LGBT liaison head promoted, transferred to new assignment

Sgt. Jessica Hawkins was promoted to lieutenant. (Washington Blade photo by Michael Key)

D.C. Metropolitan Police Department Sgt. Jessica Hawkins, who in March 2015 became the first transgender person to be named as supervisor of the department’s LGBT Liaison Unit, has been promoted to the rank of lieutenant and assigned to a new job as a patrol supervisor in the Sixth Police District.

In a little-noticed development, Hawkins received her promotion as lieutenant in June and within days left her position at the LGBT Liaison Unit to begin her new job as a supervisor of officers and sergeants at the Sixth District, according to Lt. Brett Parson, an official at the Office of the Chief of Police who oversees the LGBT and other liaison units.
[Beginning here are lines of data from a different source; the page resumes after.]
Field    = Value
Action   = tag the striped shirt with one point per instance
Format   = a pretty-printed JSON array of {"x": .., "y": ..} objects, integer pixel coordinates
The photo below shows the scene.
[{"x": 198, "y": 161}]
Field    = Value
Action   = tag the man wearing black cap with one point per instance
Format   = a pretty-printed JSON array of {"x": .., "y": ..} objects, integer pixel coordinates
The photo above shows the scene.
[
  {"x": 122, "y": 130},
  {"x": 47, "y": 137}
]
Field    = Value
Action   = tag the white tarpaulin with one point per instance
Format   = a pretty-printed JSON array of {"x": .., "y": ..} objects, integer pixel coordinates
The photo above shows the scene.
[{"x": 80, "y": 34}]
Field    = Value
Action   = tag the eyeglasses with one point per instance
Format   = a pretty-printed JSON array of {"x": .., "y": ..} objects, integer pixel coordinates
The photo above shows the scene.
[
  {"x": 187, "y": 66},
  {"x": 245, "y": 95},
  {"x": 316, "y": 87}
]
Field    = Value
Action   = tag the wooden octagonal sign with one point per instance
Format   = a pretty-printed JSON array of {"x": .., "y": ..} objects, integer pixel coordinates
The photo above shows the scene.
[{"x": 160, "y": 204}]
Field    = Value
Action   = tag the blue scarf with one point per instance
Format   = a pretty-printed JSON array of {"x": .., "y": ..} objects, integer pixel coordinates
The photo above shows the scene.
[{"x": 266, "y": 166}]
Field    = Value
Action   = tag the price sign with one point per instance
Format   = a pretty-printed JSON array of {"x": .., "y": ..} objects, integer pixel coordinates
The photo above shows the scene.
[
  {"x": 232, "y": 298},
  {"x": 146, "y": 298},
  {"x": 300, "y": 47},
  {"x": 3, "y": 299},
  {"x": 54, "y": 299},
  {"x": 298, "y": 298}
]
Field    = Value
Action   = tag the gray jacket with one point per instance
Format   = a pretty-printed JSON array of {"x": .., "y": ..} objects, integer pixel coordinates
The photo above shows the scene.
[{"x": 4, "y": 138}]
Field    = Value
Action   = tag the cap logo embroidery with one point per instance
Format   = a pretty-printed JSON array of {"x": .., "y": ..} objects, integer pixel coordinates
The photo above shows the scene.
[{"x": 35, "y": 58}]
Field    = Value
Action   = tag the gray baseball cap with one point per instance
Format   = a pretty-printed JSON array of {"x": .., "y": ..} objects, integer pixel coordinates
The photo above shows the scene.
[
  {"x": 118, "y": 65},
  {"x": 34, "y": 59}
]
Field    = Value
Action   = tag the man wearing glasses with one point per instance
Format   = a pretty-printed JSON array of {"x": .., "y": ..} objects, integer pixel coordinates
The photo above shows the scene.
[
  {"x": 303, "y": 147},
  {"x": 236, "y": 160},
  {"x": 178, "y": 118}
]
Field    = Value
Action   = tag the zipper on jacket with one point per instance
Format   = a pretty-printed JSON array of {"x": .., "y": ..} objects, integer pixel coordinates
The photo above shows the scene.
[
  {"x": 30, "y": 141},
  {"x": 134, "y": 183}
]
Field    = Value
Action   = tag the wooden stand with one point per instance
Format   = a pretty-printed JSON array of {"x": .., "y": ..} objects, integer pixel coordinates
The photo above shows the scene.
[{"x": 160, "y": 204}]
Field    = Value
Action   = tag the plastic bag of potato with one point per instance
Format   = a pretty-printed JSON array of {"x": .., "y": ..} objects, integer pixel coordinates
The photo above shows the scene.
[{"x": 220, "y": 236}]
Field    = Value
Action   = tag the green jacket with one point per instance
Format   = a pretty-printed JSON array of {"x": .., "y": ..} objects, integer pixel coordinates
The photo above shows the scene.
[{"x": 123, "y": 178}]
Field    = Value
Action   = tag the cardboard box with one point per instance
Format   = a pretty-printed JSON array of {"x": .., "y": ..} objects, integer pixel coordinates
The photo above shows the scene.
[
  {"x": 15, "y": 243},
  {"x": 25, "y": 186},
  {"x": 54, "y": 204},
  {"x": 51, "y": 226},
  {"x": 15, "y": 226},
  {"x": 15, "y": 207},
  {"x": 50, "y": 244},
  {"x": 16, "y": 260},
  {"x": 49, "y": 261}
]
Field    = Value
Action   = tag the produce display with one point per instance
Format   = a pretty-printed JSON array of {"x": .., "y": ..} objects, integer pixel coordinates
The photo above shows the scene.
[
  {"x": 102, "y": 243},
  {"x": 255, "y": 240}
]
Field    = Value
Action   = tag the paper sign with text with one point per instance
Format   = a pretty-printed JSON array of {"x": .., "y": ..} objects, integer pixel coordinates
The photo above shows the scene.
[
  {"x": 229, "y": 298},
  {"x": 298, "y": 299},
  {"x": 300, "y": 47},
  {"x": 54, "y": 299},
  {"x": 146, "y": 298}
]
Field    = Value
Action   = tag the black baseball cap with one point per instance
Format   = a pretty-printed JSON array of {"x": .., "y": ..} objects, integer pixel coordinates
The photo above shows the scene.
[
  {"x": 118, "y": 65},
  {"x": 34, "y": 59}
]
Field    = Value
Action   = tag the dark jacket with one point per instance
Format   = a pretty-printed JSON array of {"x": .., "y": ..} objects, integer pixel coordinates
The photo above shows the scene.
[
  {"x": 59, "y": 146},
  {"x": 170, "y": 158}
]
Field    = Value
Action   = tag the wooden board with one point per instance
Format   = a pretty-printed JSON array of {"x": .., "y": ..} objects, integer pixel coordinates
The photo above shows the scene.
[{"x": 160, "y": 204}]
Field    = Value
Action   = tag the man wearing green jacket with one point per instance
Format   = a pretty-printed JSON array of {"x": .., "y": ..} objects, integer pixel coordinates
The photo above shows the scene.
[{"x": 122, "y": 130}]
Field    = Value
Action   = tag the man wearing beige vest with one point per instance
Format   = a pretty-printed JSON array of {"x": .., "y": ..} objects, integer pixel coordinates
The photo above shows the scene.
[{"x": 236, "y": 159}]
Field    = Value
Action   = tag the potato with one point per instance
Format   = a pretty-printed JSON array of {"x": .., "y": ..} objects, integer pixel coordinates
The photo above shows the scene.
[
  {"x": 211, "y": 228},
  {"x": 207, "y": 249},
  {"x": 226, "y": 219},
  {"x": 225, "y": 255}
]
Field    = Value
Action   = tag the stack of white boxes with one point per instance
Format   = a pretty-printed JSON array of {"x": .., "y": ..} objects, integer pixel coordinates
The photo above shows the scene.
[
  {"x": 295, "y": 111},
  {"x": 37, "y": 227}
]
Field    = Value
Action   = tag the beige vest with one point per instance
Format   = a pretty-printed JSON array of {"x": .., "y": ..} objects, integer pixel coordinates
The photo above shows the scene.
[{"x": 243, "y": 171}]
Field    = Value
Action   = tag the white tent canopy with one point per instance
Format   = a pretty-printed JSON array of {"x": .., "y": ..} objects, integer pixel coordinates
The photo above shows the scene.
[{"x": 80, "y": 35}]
“We are very proud that Lt. Hawkins successfully completed the promotional process from sergeant to lieutenant and was promoted on June 22, 2018,” Parson told the Washington Blade.

“Upon being promoted, MPD members are transferred to a new command and assignment to continue to round out their professional development,” Parson said. “At this time, these transfers are primarily into the Patrol Bureaus,” he said.

Parson said he has been serving as acting supervisor of the LGBT Liaison Unit since Hawkins’s departure. He said the department hopes to name a new permanent supervisor of the LGBT Liaison Unit within the next month.

D.C. transgender rights activists hailed Hawkins’ appointment in early 2015 as head of the LGBT Liaison Unit as an important breakthrough for the police department. At the time, activists said there were still some reports surfacing of police officer mistreatment of transgender women in areas where sex workers congregated.

“I want to mend the bridges between the police department and the transgender community,” Hawkins told the Blade in a March 2015 interview.

Longtime transgender activists Earline Budd and Jeri Hughes have said they believe Hawkins, with support from high-ranking police officials, including then Chief Cathy Lanier, made significant progress in improving overall police relations with the transgender community.